• Pediatrics · Jun 1989

    Adult respiratory distress syndrome in full-term newborns.

    • R G Faix, R M Viscardi, M A DiPietro, and J J Nicks.
    • Department of Pediatrics and Communicable Diseases, University of Michigan Medical Center, Ann Arbor 48109-0254.
    • Pediatrics. 1989 Jun 1; 83 (6): 971-6.

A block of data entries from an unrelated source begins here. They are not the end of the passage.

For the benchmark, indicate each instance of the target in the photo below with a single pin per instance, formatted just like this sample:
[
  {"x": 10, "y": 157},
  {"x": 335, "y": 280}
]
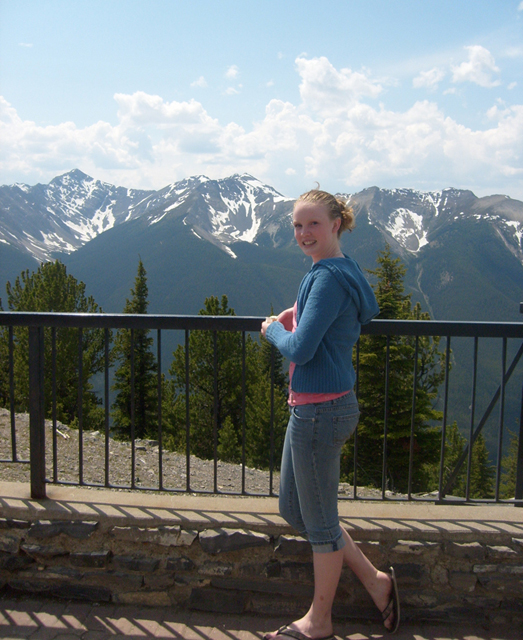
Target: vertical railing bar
[
  {"x": 518, "y": 494},
  {"x": 445, "y": 410},
  {"x": 80, "y": 408},
  {"x": 12, "y": 395},
  {"x": 215, "y": 409},
  {"x": 271, "y": 455},
  {"x": 244, "y": 391},
  {"x": 413, "y": 417},
  {"x": 133, "y": 416},
  {"x": 472, "y": 416},
  {"x": 160, "y": 426},
  {"x": 187, "y": 417},
  {"x": 106, "y": 406},
  {"x": 485, "y": 417},
  {"x": 501, "y": 417},
  {"x": 355, "y": 456},
  {"x": 385, "y": 419},
  {"x": 53, "y": 400},
  {"x": 36, "y": 412}
]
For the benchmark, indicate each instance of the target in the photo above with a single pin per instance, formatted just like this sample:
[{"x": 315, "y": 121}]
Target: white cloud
[
  {"x": 232, "y": 91},
  {"x": 325, "y": 89},
  {"x": 429, "y": 79},
  {"x": 201, "y": 82},
  {"x": 336, "y": 134},
  {"x": 479, "y": 68},
  {"x": 232, "y": 72}
]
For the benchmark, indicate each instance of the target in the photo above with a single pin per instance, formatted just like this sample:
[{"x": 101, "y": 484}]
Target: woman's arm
[{"x": 322, "y": 307}]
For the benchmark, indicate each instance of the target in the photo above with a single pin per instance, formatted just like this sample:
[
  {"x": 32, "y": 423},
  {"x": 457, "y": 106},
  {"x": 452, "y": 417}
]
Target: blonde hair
[{"x": 336, "y": 207}]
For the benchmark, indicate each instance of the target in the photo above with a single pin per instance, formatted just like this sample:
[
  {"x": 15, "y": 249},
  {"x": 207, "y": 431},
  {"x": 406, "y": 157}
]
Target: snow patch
[{"x": 406, "y": 227}]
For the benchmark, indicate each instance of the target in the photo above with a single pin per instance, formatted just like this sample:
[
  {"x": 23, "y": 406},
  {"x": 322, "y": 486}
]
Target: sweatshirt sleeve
[{"x": 324, "y": 301}]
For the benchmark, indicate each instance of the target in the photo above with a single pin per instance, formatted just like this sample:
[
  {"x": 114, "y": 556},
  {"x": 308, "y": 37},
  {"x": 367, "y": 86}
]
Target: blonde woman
[{"x": 317, "y": 335}]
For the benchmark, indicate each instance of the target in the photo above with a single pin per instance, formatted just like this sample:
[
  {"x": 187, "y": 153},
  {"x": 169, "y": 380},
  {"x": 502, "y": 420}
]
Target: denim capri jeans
[{"x": 310, "y": 469}]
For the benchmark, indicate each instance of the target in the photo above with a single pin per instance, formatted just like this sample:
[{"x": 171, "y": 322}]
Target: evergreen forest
[{"x": 224, "y": 394}]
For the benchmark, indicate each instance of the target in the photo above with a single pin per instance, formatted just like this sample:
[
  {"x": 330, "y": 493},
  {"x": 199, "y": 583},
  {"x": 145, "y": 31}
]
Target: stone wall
[{"x": 197, "y": 564}]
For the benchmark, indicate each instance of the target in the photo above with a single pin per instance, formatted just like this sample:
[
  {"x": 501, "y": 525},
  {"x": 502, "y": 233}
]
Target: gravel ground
[{"x": 229, "y": 476}]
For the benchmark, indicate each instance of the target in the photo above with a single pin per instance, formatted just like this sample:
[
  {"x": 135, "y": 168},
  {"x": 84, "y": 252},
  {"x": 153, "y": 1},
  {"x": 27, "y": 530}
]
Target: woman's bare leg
[
  {"x": 317, "y": 622},
  {"x": 377, "y": 583}
]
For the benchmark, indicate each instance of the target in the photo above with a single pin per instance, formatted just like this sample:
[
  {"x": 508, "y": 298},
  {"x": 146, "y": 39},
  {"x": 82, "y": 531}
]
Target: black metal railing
[{"x": 508, "y": 335}]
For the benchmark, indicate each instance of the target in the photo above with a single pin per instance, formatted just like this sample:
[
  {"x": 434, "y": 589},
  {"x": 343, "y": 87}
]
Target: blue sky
[{"x": 141, "y": 93}]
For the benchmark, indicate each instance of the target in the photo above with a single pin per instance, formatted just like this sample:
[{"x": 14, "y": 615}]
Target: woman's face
[{"x": 315, "y": 232}]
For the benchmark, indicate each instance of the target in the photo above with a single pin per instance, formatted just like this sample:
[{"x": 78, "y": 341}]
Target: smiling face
[{"x": 315, "y": 231}]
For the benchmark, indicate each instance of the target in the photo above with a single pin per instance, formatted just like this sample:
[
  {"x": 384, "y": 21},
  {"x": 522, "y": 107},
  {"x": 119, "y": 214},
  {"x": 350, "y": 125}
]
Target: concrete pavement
[{"x": 41, "y": 619}]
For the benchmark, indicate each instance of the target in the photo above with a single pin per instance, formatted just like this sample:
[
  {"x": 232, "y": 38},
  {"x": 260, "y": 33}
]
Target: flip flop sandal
[
  {"x": 297, "y": 635},
  {"x": 393, "y": 605}
]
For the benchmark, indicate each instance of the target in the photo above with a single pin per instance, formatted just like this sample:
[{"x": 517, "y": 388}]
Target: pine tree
[
  {"x": 145, "y": 371},
  {"x": 51, "y": 289},
  {"x": 258, "y": 423},
  {"x": 395, "y": 304},
  {"x": 225, "y": 375},
  {"x": 204, "y": 373},
  {"x": 507, "y": 489}
]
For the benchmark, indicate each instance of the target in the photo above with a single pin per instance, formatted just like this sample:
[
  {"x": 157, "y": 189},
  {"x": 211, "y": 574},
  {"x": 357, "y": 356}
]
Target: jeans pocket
[{"x": 343, "y": 427}]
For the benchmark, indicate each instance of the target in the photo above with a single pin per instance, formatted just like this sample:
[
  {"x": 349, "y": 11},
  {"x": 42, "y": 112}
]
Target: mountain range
[{"x": 201, "y": 237}]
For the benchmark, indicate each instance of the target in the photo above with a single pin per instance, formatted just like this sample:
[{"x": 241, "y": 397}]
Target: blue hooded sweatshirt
[{"x": 334, "y": 300}]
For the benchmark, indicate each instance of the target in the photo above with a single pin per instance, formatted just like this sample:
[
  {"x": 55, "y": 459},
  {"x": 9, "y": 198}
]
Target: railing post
[
  {"x": 519, "y": 468},
  {"x": 36, "y": 412}
]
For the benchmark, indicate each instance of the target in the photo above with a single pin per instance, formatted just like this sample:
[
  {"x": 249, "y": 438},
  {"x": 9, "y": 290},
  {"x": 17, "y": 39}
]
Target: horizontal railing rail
[{"x": 449, "y": 331}]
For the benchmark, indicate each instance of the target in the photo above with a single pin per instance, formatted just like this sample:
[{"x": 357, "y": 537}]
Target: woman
[{"x": 317, "y": 336}]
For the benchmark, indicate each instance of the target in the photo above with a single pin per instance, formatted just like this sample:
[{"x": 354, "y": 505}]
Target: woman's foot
[
  {"x": 302, "y": 629},
  {"x": 386, "y": 598}
]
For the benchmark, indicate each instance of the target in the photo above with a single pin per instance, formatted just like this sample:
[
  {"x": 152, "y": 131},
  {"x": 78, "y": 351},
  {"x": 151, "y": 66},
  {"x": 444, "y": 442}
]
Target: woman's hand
[
  {"x": 266, "y": 323},
  {"x": 285, "y": 318}
]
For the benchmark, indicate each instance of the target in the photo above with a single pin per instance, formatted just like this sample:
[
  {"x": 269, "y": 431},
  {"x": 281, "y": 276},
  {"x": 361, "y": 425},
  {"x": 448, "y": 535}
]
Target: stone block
[
  {"x": 92, "y": 593},
  {"x": 466, "y": 550},
  {"x": 500, "y": 552},
  {"x": 115, "y": 580},
  {"x": 10, "y": 562},
  {"x": 30, "y": 584},
  {"x": 8, "y": 523},
  {"x": 372, "y": 549},
  {"x": 51, "y": 528},
  {"x": 297, "y": 571},
  {"x": 264, "y": 586},
  {"x": 415, "y": 547},
  {"x": 215, "y": 569},
  {"x": 165, "y": 536},
  {"x": 180, "y": 564},
  {"x": 221, "y": 540},
  {"x": 43, "y": 553},
  {"x": 94, "y": 559},
  {"x": 218, "y": 600},
  {"x": 267, "y": 604},
  {"x": 463, "y": 580},
  {"x": 515, "y": 570},
  {"x": 292, "y": 546},
  {"x": 440, "y": 575},
  {"x": 145, "y": 598},
  {"x": 9, "y": 542},
  {"x": 272, "y": 569},
  {"x": 410, "y": 573},
  {"x": 136, "y": 563},
  {"x": 159, "y": 581}
]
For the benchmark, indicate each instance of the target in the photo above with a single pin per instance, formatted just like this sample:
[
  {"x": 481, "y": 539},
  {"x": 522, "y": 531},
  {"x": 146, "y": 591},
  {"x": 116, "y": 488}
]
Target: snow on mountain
[
  {"x": 74, "y": 208},
  {"x": 411, "y": 218}
]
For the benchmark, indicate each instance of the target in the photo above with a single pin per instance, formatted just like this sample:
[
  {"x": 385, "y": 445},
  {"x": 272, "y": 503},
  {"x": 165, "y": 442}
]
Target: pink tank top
[{"x": 295, "y": 397}]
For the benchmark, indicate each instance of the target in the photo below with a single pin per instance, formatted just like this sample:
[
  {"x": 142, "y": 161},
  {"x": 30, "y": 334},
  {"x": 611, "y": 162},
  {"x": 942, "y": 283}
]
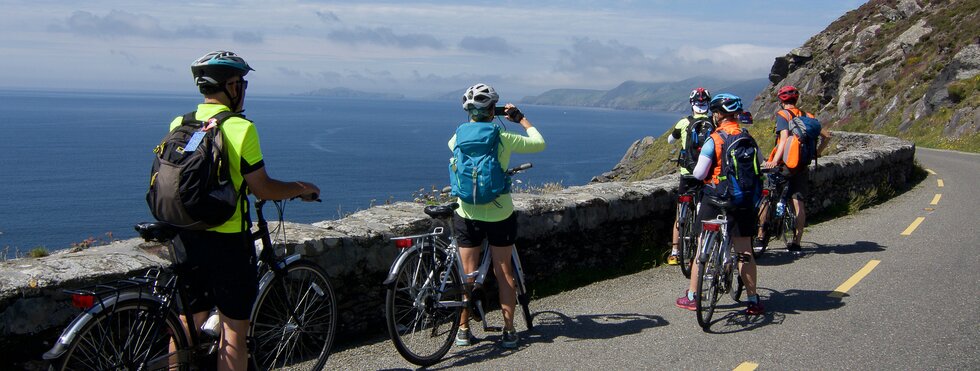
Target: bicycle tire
[
  {"x": 523, "y": 297},
  {"x": 709, "y": 277},
  {"x": 766, "y": 226},
  {"x": 294, "y": 322},
  {"x": 104, "y": 343},
  {"x": 421, "y": 332},
  {"x": 688, "y": 239},
  {"x": 788, "y": 223}
]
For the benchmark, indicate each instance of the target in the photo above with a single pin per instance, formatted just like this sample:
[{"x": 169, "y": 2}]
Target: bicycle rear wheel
[
  {"x": 295, "y": 319},
  {"x": 126, "y": 337},
  {"x": 523, "y": 296},
  {"x": 709, "y": 280},
  {"x": 688, "y": 239},
  {"x": 421, "y": 329}
]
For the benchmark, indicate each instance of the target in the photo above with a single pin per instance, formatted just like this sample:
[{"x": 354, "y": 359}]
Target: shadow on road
[
  {"x": 549, "y": 326},
  {"x": 779, "y": 256},
  {"x": 778, "y": 306}
]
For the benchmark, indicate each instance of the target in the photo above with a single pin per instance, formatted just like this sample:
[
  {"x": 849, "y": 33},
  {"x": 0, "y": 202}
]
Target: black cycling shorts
[
  {"x": 471, "y": 233},
  {"x": 688, "y": 182},
  {"x": 743, "y": 222},
  {"x": 219, "y": 270},
  {"x": 799, "y": 184}
]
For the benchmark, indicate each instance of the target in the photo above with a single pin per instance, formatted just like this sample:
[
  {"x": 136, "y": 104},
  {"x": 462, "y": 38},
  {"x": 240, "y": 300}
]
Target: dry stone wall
[{"x": 596, "y": 226}]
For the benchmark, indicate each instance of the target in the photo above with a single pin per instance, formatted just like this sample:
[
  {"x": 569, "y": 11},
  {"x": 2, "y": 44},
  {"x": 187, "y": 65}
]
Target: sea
[{"x": 75, "y": 166}]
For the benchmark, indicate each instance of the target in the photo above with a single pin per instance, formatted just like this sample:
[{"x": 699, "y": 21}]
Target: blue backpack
[
  {"x": 475, "y": 172},
  {"x": 740, "y": 180}
]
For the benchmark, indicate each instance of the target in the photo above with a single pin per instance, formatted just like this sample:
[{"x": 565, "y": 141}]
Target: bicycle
[
  {"x": 775, "y": 224},
  {"x": 687, "y": 223},
  {"x": 718, "y": 273},
  {"x": 427, "y": 289},
  {"x": 134, "y": 323}
]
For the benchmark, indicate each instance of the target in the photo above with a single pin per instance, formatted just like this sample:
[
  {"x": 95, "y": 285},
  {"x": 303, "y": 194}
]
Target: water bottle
[{"x": 212, "y": 327}]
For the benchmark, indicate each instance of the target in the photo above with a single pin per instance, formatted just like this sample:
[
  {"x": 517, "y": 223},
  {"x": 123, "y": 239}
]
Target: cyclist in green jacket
[
  {"x": 495, "y": 221},
  {"x": 221, "y": 261},
  {"x": 699, "y": 110}
]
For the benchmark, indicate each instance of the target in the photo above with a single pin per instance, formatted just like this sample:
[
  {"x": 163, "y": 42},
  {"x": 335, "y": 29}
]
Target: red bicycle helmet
[{"x": 788, "y": 94}]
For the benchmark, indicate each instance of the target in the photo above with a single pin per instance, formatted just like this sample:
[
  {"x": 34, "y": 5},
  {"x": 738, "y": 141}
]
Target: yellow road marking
[
  {"x": 847, "y": 285},
  {"x": 915, "y": 224}
]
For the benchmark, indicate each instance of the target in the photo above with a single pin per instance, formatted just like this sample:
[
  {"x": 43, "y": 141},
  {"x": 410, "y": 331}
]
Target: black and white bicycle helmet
[
  {"x": 214, "y": 68},
  {"x": 479, "y": 96}
]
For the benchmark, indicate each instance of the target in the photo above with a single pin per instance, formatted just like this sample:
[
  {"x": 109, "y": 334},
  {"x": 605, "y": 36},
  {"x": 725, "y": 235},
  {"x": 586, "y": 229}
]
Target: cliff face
[{"x": 908, "y": 68}]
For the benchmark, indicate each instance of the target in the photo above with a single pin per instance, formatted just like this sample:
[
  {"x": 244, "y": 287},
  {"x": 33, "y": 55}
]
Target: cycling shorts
[
  {"x": 688, "y": 183},
  {"x": 219, "y": 270},
  {"x": 799, "y": 185},
  {"x": 742, "y": 222},
  {"x": 471, "y": 233}
]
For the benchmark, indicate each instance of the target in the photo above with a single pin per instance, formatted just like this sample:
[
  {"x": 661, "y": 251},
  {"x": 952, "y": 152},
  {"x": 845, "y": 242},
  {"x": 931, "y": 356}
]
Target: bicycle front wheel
[
  {"x": 295, "y": 319},
  {"x": 688, "y": 239},
  {"x": 127, "y": 336},
  {"x": 709, "y": 280},
  {"x": 422, "y": 317}
]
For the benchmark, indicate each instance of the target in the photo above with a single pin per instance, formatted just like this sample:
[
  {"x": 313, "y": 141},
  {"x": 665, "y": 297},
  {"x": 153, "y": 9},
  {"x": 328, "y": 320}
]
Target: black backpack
[
  {"x": 740, "y": 180},
  {"x": 190, "y": 183},
  {"x": 698, "y": 130}
]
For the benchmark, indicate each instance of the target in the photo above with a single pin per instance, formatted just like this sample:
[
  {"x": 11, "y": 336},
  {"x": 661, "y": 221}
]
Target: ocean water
[{"x": 76, "y": 165}]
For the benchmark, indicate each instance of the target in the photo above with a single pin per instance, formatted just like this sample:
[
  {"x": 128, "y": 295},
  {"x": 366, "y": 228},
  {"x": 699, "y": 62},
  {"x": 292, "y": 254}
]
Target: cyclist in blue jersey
[{"x": 221, "y": 261}]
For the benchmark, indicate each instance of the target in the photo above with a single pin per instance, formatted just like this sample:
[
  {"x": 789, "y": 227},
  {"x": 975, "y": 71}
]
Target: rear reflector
[
  {"x": 403, "y": 243},
  {"x": 82, "y": 301}
]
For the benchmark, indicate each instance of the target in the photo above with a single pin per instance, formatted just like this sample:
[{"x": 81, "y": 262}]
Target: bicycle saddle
[
  {"x": 156, "y": 231},
  {"x": 441, "y": 211},
  {"x": 724, "y": 204}
]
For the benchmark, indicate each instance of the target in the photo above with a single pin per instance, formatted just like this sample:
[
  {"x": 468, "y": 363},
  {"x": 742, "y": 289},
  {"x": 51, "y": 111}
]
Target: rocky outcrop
[
  {"x": 597, "y": 226},
  {"x": 887, "y": 66}
]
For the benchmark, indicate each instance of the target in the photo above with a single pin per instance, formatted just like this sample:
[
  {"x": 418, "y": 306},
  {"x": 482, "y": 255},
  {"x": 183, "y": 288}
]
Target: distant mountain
[
  {"x": 350, "y": 93},
  {"x": 659, "y": 96}
]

    AbstractSince 1984, 11 newborns with severe respiratory distress have been treated whose clinical characteristics appear distinctive. Characteristics of these neonates were as follows: (1) they were full term by obstetric and neonatal criteria, (2) they had diffuse bilateral alveolar opacification on chest radiographs during the acute illness, (3) each had an acute perinatal triggering insult, (4) the neonates required continuous positive pressure ventilation for at least 48 hours with FiO2 greater than 0.50 for at least 12 hours, (5) they needed positive end-expiratory pressure of 6 cm of H2O or greater within three days of the triggering event, (6) there were no other known causes of these clinical conditions. Ten (91%) neonates had evidence of other organ dysfunction in addition to the lungs. Trials of hyperventilation in nine and tolazoline in five failed to improve oxygenation. Ten infants who underwent trials of increased positive end-expiratory pressure greater than or equal to 6 cm of H2O without other concurrent changes in ventilator settings responded with prompt increases in PaO2 (median increase 84 mm Hg, range 22 to 196 mm Hg). All 11 babies survived but required prolonged mechanical ventilation and supplemental oxygen. We suggest that adult respiratory distress syndrome can and does occur in newborns. A trial of positive end-expiratory pressure greater than or equal to 6 cm of H2O should be considered in full-term infants with severe respiratory distress in whom other causes can be excluded.